One thing is worth noting: the bullet that killed Nadim Nuwara was almost certainly not fired by the soldier caught on the CNN video. It was almost certainly a coincidence that he fired his weapon at approximately the same moment that Nuwara was hit. And he almost certainly was shooting rubber-coated bullets: the video is hazy, but his rifle appears to be equipped with the sort of extension that is attached to the barrel of an M16 to allow it to fire rubber-coated bullets. Mohannad Darabee, one of the witnesses I interviewed, told me repeatedly that he was sure the shot that killed Nuwara did not come from the group of Border Police who had gathered on a driveway just uphill and slightly back from the road. Darabee walked me to the spot where Nuwara fell, and to the spot from which the Border Police (and the now-suspended soldier) had been firing. The corner of a building stood in the way: there was no line of fire that would have allowed those soldiers to hit Nuwara.

However, another, larger group of Israeli soldiers had gathered behind a concrete blast wall on the edge of a parking lot about 200 meters from the spot where Nuwara was hit. (See image above.) It was there, Darabee said, that he saw a commander choosing targets through binoculars. Those soldiers had an unimpeded shot at Nuwara. Forgive me if this is all a bit hard to visualize: The Guardian produced a graphic that maps it all out. But I want to make this very clear, because the waters have been muddied considerably, both through deliberate obfuscation and by speculation about a video that reveals less than it appears to: the fact that the soldier caught on video by CNN was apparently firing rubber-coated bullets only confirms the accounts of eyewitnesses who testified that the bullet that killed Nadim Nuwara was likely fired by another group of soldiers gathered at the edge of the parking lot. Abu Thaher, who was shot an hour earlier, and was standing in the middle of the road, easily visible from the Border Police officers’ perch, could have been killed by either group.
I responded:

The CNN video doesn't only show two shots of rubber bullets - it has the sounds of the shots. The first two shots recorded sound the same and the first one corresponds with Nawara's falling down.

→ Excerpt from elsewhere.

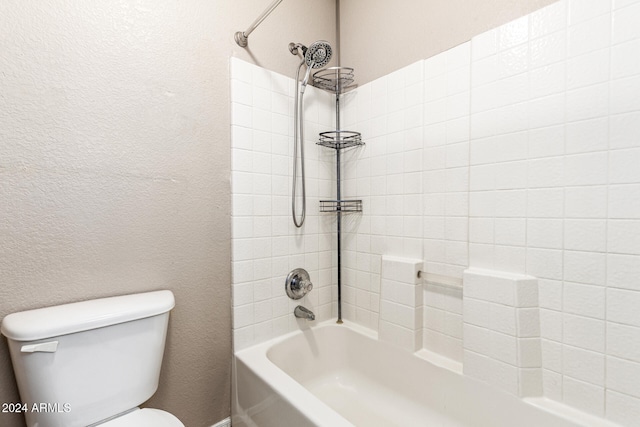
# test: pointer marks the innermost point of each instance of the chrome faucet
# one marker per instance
(304, 313)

Are you saying that the Israeli police in the other area shot live fire at exactly the same time both times? That would be unbelievable.

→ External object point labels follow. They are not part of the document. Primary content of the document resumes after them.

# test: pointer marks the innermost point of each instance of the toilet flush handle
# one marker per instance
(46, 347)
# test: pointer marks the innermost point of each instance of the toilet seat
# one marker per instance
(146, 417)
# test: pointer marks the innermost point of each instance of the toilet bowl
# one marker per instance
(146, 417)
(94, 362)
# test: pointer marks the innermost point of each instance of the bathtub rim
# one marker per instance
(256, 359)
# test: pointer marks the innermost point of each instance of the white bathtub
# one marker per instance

The Guardian had also reported of another group of Israeli troops to the south with a clear line of sight. I have no reason to doubt that some border police were there are well. However, we conveniently don't have video of them to see what kind of weapons they were firing. Apparently the dozen or so journalists at the scene, all witnessing gunshots from two directions, didn't bother to photograph one of the groups of soldiers doing anything aggressive. Moreover, this theory would also assume that the CNN videographer, who would have definitely been able to tell the difference between gunshots straight ahead of him and shots from his left, ignored the actual source of the gunshots!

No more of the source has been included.